The cost was ridiculous at the shop, especially when the problems repeated themselves. No warranty on used cars ...
Finally I sold the car and bought an Acura NSX-T. No more problems. Folks beware buying a 348 of any kind. They were beautiful cars but ... until the ECU problems were fixed with the 355 series, the 348 was a pain in the pocket.
You folks who don't have problems with your 348s are very lucky.
Family Man, I completely understand you frustration and disfavor for the 348 generation ICUs.
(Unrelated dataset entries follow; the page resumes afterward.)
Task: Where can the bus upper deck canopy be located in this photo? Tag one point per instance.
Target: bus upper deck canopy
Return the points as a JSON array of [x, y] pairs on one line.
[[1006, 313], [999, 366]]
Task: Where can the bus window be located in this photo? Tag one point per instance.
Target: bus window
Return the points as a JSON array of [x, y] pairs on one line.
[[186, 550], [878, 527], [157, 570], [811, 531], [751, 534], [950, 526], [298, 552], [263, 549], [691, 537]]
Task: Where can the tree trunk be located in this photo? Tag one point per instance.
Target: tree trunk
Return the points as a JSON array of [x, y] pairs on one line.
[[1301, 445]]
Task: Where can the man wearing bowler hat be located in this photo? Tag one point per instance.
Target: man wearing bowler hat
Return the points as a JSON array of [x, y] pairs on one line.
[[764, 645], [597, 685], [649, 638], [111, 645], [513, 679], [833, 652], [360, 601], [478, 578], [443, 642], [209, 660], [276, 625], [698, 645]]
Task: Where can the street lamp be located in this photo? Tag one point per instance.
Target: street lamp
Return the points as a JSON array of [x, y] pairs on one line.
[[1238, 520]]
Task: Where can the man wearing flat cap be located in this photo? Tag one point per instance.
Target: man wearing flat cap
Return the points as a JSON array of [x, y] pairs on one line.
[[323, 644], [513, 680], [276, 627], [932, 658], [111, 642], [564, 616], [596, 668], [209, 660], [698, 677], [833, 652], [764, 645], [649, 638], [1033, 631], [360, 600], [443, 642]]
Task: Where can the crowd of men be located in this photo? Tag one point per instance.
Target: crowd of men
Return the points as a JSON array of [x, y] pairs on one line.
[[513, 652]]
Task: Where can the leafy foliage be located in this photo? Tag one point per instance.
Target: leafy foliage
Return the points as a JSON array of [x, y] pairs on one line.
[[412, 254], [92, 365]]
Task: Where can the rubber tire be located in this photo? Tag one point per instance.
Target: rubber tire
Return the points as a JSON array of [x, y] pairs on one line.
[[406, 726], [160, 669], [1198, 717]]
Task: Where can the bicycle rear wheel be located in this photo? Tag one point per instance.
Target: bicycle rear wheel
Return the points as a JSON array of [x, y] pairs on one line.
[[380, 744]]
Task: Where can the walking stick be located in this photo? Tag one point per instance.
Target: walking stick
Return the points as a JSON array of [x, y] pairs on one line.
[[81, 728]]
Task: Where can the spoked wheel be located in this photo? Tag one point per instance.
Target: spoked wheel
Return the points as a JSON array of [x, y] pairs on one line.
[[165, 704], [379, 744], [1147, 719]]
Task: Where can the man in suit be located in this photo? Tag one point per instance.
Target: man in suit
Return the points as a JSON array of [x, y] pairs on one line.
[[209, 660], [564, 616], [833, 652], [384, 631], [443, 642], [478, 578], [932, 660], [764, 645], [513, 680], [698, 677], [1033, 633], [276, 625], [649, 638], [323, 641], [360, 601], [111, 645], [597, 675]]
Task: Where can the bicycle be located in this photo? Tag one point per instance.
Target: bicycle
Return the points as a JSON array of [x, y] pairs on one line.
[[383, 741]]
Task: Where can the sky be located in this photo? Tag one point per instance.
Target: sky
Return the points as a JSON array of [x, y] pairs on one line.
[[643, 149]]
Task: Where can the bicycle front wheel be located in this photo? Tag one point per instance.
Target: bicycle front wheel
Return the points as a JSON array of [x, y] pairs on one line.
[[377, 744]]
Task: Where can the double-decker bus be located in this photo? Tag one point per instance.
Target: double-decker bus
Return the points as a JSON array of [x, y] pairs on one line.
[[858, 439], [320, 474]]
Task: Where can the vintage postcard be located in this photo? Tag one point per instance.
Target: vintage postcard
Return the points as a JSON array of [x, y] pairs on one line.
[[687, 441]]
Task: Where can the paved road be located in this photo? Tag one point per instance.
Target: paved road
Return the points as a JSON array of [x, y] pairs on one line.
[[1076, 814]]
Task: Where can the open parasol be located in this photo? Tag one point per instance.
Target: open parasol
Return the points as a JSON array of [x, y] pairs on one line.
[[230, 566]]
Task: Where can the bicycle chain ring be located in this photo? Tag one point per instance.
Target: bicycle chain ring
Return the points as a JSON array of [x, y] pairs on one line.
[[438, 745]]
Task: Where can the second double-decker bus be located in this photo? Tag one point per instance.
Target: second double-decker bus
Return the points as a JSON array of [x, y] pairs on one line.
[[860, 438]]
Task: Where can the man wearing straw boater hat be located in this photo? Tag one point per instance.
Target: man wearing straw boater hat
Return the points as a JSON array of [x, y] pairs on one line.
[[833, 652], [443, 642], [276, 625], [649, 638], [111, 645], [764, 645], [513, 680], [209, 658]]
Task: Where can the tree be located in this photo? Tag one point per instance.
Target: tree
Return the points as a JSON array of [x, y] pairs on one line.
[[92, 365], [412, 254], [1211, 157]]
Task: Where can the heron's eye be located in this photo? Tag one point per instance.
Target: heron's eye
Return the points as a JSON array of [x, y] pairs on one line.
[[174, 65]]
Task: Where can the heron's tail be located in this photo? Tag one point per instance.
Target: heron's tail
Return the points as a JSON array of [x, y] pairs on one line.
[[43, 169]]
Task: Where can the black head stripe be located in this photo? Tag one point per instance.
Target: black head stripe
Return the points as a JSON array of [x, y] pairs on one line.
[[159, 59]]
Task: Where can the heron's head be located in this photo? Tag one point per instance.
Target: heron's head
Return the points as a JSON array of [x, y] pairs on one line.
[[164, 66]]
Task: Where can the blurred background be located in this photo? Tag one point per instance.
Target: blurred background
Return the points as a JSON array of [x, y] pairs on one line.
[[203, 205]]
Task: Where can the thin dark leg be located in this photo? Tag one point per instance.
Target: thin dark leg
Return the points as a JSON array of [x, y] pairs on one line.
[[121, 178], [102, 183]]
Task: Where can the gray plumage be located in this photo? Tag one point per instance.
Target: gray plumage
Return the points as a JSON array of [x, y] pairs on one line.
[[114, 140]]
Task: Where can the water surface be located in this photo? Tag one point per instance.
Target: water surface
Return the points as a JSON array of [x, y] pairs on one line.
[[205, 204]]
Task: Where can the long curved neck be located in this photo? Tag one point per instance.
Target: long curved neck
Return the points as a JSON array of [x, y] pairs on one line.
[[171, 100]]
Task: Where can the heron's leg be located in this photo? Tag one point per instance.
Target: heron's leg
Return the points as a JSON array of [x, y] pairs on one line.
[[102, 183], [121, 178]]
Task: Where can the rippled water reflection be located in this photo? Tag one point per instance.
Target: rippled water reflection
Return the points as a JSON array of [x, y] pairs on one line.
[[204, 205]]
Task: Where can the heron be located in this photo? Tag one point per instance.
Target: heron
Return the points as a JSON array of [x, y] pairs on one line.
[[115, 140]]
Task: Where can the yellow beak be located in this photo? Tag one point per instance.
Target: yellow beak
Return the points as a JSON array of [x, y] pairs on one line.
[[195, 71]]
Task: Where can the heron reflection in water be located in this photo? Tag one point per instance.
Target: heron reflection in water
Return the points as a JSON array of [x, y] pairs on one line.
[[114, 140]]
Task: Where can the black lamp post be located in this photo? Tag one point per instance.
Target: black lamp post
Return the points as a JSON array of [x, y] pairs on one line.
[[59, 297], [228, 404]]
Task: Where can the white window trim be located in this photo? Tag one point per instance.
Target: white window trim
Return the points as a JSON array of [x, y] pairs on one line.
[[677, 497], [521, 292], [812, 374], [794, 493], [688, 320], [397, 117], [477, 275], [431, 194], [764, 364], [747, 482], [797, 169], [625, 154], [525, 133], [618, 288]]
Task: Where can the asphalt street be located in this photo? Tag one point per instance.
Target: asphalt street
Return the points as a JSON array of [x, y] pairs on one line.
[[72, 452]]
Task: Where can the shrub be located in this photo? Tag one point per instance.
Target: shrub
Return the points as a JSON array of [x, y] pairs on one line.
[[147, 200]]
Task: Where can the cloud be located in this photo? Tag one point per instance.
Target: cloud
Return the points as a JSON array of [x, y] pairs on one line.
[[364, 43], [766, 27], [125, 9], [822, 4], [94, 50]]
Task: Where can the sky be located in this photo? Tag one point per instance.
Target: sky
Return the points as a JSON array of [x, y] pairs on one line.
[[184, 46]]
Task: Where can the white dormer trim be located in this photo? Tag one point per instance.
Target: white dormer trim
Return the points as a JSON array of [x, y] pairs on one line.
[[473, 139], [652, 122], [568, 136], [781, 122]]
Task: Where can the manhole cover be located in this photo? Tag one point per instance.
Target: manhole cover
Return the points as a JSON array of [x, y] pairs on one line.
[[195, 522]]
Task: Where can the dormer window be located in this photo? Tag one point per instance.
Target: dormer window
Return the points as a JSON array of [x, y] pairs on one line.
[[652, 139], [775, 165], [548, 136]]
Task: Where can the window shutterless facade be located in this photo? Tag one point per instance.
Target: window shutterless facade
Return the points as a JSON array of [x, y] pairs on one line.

I think my problem is on the minor side of the spectrum but my car (85927) is coming up on 31,000 miles at 15 years. It may degrade to the situation you found in your 348s at some point. Hopefully that won't happen. I purchased my Mondial after nearly twenty years of admiration of make and model. I will probably purchase a modern F car in the next five to ten years that I can enjoy boldly driving from zero miles forward. In the interrum, I'll enjoy making up for lost time in my tCab with expectation that the cost of ownership might exceed its used purchase price at some point in the future... and that OK with me.
THIS IS KILLING ME. YOU GUYS ARE MAKING WAY TOO MUCH OF THE CHECK ENGINE LIGHTS.
IF YOUR CAR'S RUNNING WELL, SLAP A PIECE OF ELECTRICAL TAPE OVER 'EM AND GO ON DOWN THE ROAD.
IF YOU DON'T, YOU WILL BE FRUSTRATED FROM NOW ON - THEY WILL NOT QUIT COMING ON.